By SINEAD BLESSING
Two years ago Lamana made a decision.
One morning, as dawn was breaking, she gathered her things, walked out the front door and left her husband. Her body was wounded with bruises and cuts from a beating she had received the previous night. Her husband had threatened her with a knife and she feared for her life. This situation wasn’t uncommon in her marriage – she was often beaten and raped for refusing sex or simply leaving the house – but her decision to leave was. She walked to her parents’ house and when they opened the door she demanded to come home.
She was 15 years old.
Lamana is one of an estimated ten million girls worldwide who will marry each year before they are 18. Some as young as eight years old. These girls are not physically or emotionally ready to become wives and mothers and face risks such as complications during childbirth, contracting HIV/AIDS and, as in Lamana’s case, are at risk of violence, abuse and exploitation. Often these girls are forced into marriages against their will, with men who are much older than they are, and who they often don’t know.
When I recently travelled to Cameroon and met Lamana, the first thing that struck me was her physical appearance. Tall and gentle, with long ballerina-like limbs and large almond eyes, she is the type of girl you expect to see on a runway in Paris. Yet it’s her inner strength and bravery in telling her story that held me in anticipation for each of her softly spoken words.
Lamana’s world is one that is very hard for those of us living outside its context to comprehend. In her community, a deprived area of Cameroon’s capital city Yaoundé, females are seen as second-class citizens and exist only to marry and bear children. Only 42% of school-aged children are effectively attending school and most parents are illiterate and attach very little importance to girls’ education.
When Lamana arrived home to her parents that fateful morning she had to fight to be allowed to stay. “My father and brothers were trying to put pressure on me to go back because it was looking like a disgrace for my family”, she told me.
“But I refused and stood my ground – I would not go back to the marriage because it was dangerous.”
After spending the week speaking with Lamana’s father, and other men in the community, I came to realise that the majority of them didn’t think what they were doing was wrong – they were simply doing things the way they had always been done.
Within most of the families in this community, the man is at the top, and women are nothing more than their subordinates. Gender equality is not something they understand or accept.
Yet it is against this backdrop that things are starting to change. I got to visit a new project called Girl Child Education, which is funded through the organisation I work for, Plan International. It is through this program that Lamana and thousands of girls like her are discovering the importance of education and learning that they have rights – equal to their brothers.
In addition, Lamana has also been given the opportunity to attend college, where she is not only completely a Computer Science degree but gaining confidence at the same time.

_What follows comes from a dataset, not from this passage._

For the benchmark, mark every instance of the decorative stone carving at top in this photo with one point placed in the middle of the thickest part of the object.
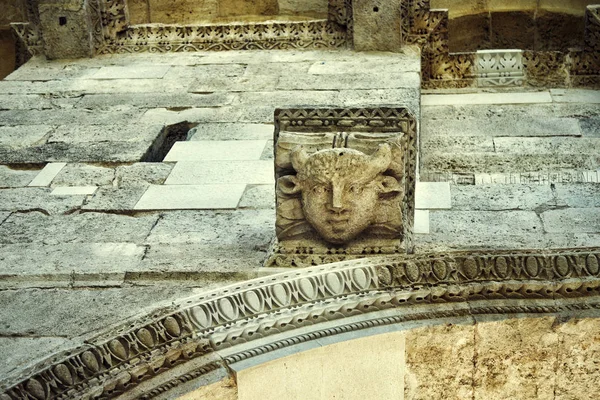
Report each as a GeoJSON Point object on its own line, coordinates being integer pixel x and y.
{"type": "Point", "coordinates": [250, 320]}
{"type": "Point", "coordinates": [345, 184]}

Lamana’s journey does not end with her. After seeing his daughter’s progress, Lamana’s father, who was responsible for arranging her marriage two years earlier, has changed his attitudes – not just toward her but her younger sister.
“My father is always reminding us … don’t think about marriage, think about going to school and about your education.
“My father’s dream is now for his daughters to finish school and get jobs.”
Two years ago Lamana made a decision that changed her life forever. She has shown that with the right opportunities younger generations can play a large part in the development of their communities. Hers is one story but the message is universal – give a girl access to an equal education and you not only empower her, but her family and her community.
Above all else, it’s her human right.
Following an extensive campaign led by Plan, the United Nations has declared today – OCTOBER 11 – the first ever ‘International Day of the Girl’. To celebrate, Plan is asking Australia to raise their hands for girls. Go to Facebook to raise your hands for girls just like Lamana.
Sinead Blessing has one of those jobs that many dream of. She is the Content Editor at Plan International Australia and gets to travel to places like South-East Asia and Africa to meet with, and record, the stories of children and families who are benefiting from Plan’s programs. Sinead wrote this piece for Plan’s Because I Am A Girl campaign which you can find out more about by clicking here.








Comments
19 Comments so far
This is the reason I want to become a teacher.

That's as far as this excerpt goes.